Line 119 identifies itself as "serial_cs" instead of "8250_cs".
My partial understanding of Linux PCMCIA operations yields a guess that line
119 is part of the cause for failure during execution, whereas line 61 only
potentially confuses future maintainers.
Later in the same source file, calls to register_serial() and
unregister_serial() compile but fail during execution. Of course in order
to make it execute in the first place I have to manually modprobe 8250_cs,
because of the reason mentioned above. /var/log/messages gets reports that
those symbols are unknown.
On Sun, Sep 14, 2003 at 12:51:36PM +0900, Norman Diamond wrote:
> In file 8250_cs.c:
> Line 61, identifies itself as "serial_cs.c" instead of "8250_cs.c".

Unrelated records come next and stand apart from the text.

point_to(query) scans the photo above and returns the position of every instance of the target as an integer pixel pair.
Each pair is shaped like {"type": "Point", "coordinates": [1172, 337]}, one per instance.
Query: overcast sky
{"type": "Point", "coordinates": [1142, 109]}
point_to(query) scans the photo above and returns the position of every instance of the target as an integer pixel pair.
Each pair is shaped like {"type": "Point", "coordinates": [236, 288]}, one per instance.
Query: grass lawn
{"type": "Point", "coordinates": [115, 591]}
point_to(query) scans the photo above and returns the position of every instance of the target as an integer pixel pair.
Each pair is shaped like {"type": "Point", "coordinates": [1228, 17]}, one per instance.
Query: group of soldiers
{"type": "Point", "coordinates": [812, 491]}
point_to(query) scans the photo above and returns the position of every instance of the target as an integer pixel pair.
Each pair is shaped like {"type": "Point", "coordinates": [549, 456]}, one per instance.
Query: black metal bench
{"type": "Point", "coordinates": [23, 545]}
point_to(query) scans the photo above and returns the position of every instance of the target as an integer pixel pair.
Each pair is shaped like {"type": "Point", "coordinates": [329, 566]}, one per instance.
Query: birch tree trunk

> Line 119 identifies itself as "serial_cs" instead of "8250_cs".
> My partial understanding of Linux PCMCIA operations yields a guess that line
> 119 is part of the cause for failure during execution, whereas line 61 only
> potentially confuses future maintainers.
Its going to get renamed back to serial_cs shortly.
> Later in the same source file, calls to register_serial() and
> unregister_serial() compile but fail during execution. Of course in order
> to make it execute in the first place I have to manually modprobe 8250_cs,
> because of the reason mentioned above. /var/log/messages gets reports that
> those symbols are unknown.
I have no idea how you managed that. The configuration subsystem does
not allow you to build 8250_cs.c as a module without building 8250.c in
some manner, and 8250.c provides those symbols.
--
Russell King ([email protected]) http://www.arm.linux.org.uk/personal/
Linux kernel maintainer of:
2.6 ARM Linux - http://www.arm.linux.org.uk/
2.6 PCMCIA - http://pcmcia.arm.linux.org.uk/
2.6 Serial core
"Russell King" <[email protected]> replied to me:
> > In file 8250_cs.c:
>
> Its going to get renamed back to serial_cs shortly.
OK.
> > Later in the same source file, calls to register_serial() and
> > unregister_serial() compile but fail during execution. Of course in order
> > to make it execute in the first place I have to manually modprobe 8250_cs,
> > because of the reason mentioned above. /var/log/messages gets reports that
> > those symbols are unknown.
>
> I have no idea how you managed that. The configuration subsystem does
> not allow you to build 8250_cs.c as a module without building 8250.c in
> some manner, and 8250.c provides those symbols.
I built 8250.c as a module, but might have neglected to modprobe it. Since
a manual modprobe of 8250_cs also neglected to automatically modprobe its
dependency 8250, there might be breakage in modprobe, or this might just be
additional breakage in the naming of 8250 vs. serial.